I'm worried however that everyone here is not being critical enough since you
are an 8th grader. The only way you will get better is to get honest feedback,
so here's mine. Most of my feedback is design oriented, since I can't see your
code.

First up is calendar tab. First issue is that tapping on the table cells do
nothing, but give me a blue highlight. You should disable selections on these
since they do not actually drill in anywhere. Your choice to split the events
into Today & Upcoming is a good idea. For Today events, you put the time, for
upcoming events, you put the date in the secondary info, which makes sense. I
would suggest for upcoming events, you look into making the dates more
readble. For example, instead of "12/13/12", it would be useful to say
"Tomorrow". Or instead of "12/15/12", say "Next Wednesday." This is more work
for the computer, but less work for your users to do in their heads. (Anytime
there is something you find like this, do it!) For farther out things, include
the day of the week, since (as far as my dusty middle school memory goes) the
day of the week really matters a lot as far as your schedule goes. Finally,
the Feedback button doesn't really belong here. I realize there is currently
not a better place to put it, so I don't really have a good answer for you,
but usually Feedback is not on the first screen of an app since it is a
secondary or tertiary function and that real estate is primary real estate.

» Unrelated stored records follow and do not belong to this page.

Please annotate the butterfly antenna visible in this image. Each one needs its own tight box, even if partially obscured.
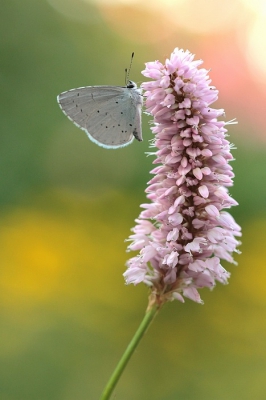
[125,51,134,86]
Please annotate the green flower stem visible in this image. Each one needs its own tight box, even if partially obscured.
[100,303,159,400]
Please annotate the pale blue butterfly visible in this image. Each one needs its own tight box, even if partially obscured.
[57,54,143,149]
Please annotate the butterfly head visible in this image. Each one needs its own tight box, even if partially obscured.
[127,81,137,89]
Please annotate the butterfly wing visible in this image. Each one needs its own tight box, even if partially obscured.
[57,86,142,148]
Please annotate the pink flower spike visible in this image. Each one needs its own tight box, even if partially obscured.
[124,48,241,304]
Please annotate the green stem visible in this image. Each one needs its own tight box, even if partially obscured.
[100,304,159,400]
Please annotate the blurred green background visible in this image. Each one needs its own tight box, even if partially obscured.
[0,0,266,400]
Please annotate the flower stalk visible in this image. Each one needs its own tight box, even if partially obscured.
[100,300,160,400]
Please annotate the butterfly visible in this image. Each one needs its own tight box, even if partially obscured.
[57,81,143,149]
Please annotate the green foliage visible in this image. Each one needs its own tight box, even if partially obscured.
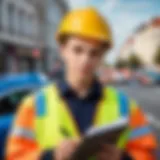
[128,54,142,69]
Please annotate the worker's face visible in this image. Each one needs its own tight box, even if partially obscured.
[61,37,104,79]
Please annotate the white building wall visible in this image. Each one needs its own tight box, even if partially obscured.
[46,0,68,72]
[0,0,39,47]
[119,25,160,67]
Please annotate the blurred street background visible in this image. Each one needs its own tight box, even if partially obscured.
[0,0,160,154]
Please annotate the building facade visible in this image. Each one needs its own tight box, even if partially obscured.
[0,0,44,73]
[44,0,69,72]
[119,18,160,67]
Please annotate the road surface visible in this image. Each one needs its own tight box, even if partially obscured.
[117,85,160,140]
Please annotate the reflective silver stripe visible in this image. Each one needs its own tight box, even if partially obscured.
[11,128,35,139]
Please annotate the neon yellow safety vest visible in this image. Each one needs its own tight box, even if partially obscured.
[35,85,129,150]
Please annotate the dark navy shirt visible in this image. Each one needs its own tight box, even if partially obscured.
[41,81,132,160]
[58,81,102,133]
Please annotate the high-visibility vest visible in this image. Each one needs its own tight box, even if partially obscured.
[35,85,129,150]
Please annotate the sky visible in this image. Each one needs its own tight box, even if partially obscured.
[66,0,160,63]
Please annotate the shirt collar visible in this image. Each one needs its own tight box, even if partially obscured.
[58,79,102,99]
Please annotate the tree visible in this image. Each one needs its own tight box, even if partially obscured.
[128,54,142,69]
[115,59,128,69]
[154,47,160,65]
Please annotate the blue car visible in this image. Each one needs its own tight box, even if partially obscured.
[0,73,48,160]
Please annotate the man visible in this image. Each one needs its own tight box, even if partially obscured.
[6,8,156,160]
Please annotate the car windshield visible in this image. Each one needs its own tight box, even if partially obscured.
[0,90,31,115]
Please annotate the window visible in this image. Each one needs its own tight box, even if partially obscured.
[8,4,14,33]
[19,10,26,35]
[0,90,30,115]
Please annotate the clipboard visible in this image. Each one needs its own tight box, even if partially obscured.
[70,118,128,160]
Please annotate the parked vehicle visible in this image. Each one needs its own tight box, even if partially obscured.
[0,73,48,160]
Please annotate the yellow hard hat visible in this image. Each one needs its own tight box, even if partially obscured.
[57,8,112,46]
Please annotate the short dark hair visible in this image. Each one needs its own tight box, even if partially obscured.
[57,34,111,50]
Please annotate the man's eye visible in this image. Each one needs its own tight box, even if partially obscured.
[74,46,83,53]
[90,50,99,57]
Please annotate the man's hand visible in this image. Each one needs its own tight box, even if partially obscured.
[97,145,122,160]
[55,140,80,160]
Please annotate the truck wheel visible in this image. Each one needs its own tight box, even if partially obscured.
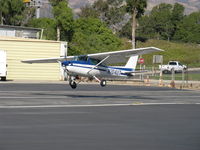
[1,77,6,81]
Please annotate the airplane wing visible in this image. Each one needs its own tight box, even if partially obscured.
[88,47,164,64]
[21,56,74,64]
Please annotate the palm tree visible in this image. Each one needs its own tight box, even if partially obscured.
[126,0,147,48]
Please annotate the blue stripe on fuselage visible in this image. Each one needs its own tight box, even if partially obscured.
[62,61,134,72]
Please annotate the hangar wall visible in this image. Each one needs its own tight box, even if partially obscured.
[0,37,66,80]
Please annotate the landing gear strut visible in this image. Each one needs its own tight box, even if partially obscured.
[69,76,77,89]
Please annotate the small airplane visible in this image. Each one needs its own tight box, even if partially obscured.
[22,47,163,89]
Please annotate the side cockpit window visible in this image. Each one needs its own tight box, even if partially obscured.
[74,55,88,61]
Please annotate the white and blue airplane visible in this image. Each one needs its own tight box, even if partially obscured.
[22,47,163,89]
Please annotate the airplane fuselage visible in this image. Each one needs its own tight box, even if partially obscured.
[62,61,133,78]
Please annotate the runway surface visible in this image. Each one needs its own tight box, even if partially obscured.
[0,83,200,150]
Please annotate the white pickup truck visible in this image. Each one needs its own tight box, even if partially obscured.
[0,50,7,81]
[159,61,187,73]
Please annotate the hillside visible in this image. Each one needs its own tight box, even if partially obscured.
[69,0,200,14]
[138,40,200,67]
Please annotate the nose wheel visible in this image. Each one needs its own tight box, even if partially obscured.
[69,76,77,89]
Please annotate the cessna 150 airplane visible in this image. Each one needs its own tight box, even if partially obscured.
[22,47,163,89]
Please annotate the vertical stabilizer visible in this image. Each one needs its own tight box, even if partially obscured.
[125,56,139,70]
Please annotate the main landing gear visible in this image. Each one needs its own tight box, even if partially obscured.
[69,76,107,89]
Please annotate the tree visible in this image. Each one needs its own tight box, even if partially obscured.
[126,0,147,48]
[69,18,122,55]
[50,0,74,41]
[0,0,25,25]
[133,3,184,40]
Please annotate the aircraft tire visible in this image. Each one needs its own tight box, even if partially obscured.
[100,80,106,87]
[69,81,77,89]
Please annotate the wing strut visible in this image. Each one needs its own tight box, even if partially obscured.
[87,56,110,74]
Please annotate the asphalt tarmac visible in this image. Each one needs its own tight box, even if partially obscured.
[0,83,200,150]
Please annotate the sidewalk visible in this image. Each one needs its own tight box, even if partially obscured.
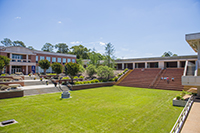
[181,99,200,133]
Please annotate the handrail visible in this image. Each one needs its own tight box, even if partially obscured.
[183,60,188,76]
[170,95,194,133]
[149,69,164,87]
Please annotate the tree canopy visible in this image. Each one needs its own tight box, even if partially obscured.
[55,43,69,54]
[41,43,54,52]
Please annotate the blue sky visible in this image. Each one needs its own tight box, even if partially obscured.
[0,0,200,58]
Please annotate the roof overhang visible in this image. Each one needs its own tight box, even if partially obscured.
[185,33,200,52]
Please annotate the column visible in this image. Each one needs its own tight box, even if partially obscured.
[26,55,28,62]
[26,65,28,75]
[9,65,12,74]
[133,62,135,69]
[177,61,181,68]
[145,62,147,68]
[122,63,124,70]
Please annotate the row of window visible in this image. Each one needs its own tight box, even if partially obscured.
[36,56,75,63]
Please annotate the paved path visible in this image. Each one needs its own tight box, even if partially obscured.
[181,99,200,133]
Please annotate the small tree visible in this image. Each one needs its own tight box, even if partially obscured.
[38,60,50,75]
[97,66,114,80]
[51,62,63,74]
[65,62,79,83]
[0,55,10,74]
[86,64,97,78]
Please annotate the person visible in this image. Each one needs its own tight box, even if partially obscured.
[167,76,169,84]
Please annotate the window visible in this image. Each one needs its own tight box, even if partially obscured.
[40,56,44,60]
[46,57,51,62]
[58,58,61,63]
[52,57,56,63]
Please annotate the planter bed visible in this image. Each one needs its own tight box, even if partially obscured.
[0,89,24,99]
[71,82,115,90]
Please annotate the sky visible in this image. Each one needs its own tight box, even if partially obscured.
[0,0,200,59]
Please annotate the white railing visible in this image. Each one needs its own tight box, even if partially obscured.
[170,96,194,133]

Next up, schedule. I like your choice of using the segmented controls for
grade selection, but here's something to think about: how often does your
grade change? Only once a year. Segment controls are useful if you need to
continually switch between things. I noticed you _do_ save the selection,
which is really smart! But, a better approach might be to ask the user when
they first visit this tab what grade they are in, save that, and then provide
a button in the navigation bar to change that setting. (You can try using an
action sheet for this.) This way, you free up that real estate on the screen
to show more information instead of having the segmented navigation taking up
precious space.

Also, in the schedule tab, you have a really, really long list of stuff. In
fact, you realized this, so you added a Jump button! Along the way, if you are
building something like this, and it feels like you need to build something
clever like that, it usually is a sign there might be a way to simplify
things. Here's what I would to do start. First, you can get rid of the
segmentation control like I mentioned above. Now, you could use a segmentation
control instead to choose the type of schedule you are in. The problem with
that though is that there are five types of schedules, and that's a pretty
large number of choices for a segmentation control. But, even more
importantly, just like your grade, you probably don't change your schedule
type very often! In fact, as you noticed since you put it at the top, unlike
your grade (where everyone is probably evenly split between grade), most
people all are on a normal schedule, and then everyone changes to weird ones
once in a while.

A better format for your schedule screen might be something along the lines of
the weather app, where you flick to page between the different schedules. You
can start off on the Normal schedule, and then swipe between pages. This is a
pretty intuitive interface and makes it so the user can jump right to the
information they need on the rare occasion they are not in a regular schedule,
and removes the need to scroll very far. And it also gets rid of the need for
that "Jump" button, which is taking up a very useful slot in the nav bar for
future features!

Next up is assignments. First, lets talk about the "Manage" button. When I go
into manage, there seem to be only two things I can do: move assignments
around or clear the list. I might be wrong here, but I don't see the point of
moving assignments around. This might be the first place where you fell into
the trap of doing something cool that is not very useful, but I could be
wrong. I _think_ the help text said I should be able to delete things, but I
couldn't get that to work. The thing that makes sense is the Clear button.
This prompts me correctly to clear completed assignments, and does so. Since
the rest of the "Manage" mode seems not very useful, and modes in general are
a bad sign when designing stuff, you should remove the manage mode and just
put a "Clear" button in the top left corner. Since you are clearing completed
assignments, it might make sense to try putting "Clear Completed" on the
button, but that could be too long so I would try it and see how it looks. But
right now, hitting "Clear" is a bit scary, since it makes me worry that it
might actually clear _all_ my assignments. (Your pop-up confirmation of course
is an important thing and I was glad to see you added it, but users should be
able to have as good an idea as possible of what they are getting into when
they tap a button!)

Now, when I am not in manage mode there are a few issues. First, I noticed
that when I tap on the checkbox this moves between current and completed. This
makes sense, but the checkbox is very hard to tap. Instead, leave the checkbox
as a way to indicate to the user if things are completed, but make it so i can
check off an assignment by tapping anywhere in the entire table cell. One of
the most important things in a touch interface is to make sure the tappable
areas of the screen are very large and unambiguous. In fact, for many of the
controls on the iPhone, the area you can tap is much larger than the on-screen
representation. (This type of thing is part the reason Apple had to rebuild
their OS from the ground up to be used with fingers instead of mice.)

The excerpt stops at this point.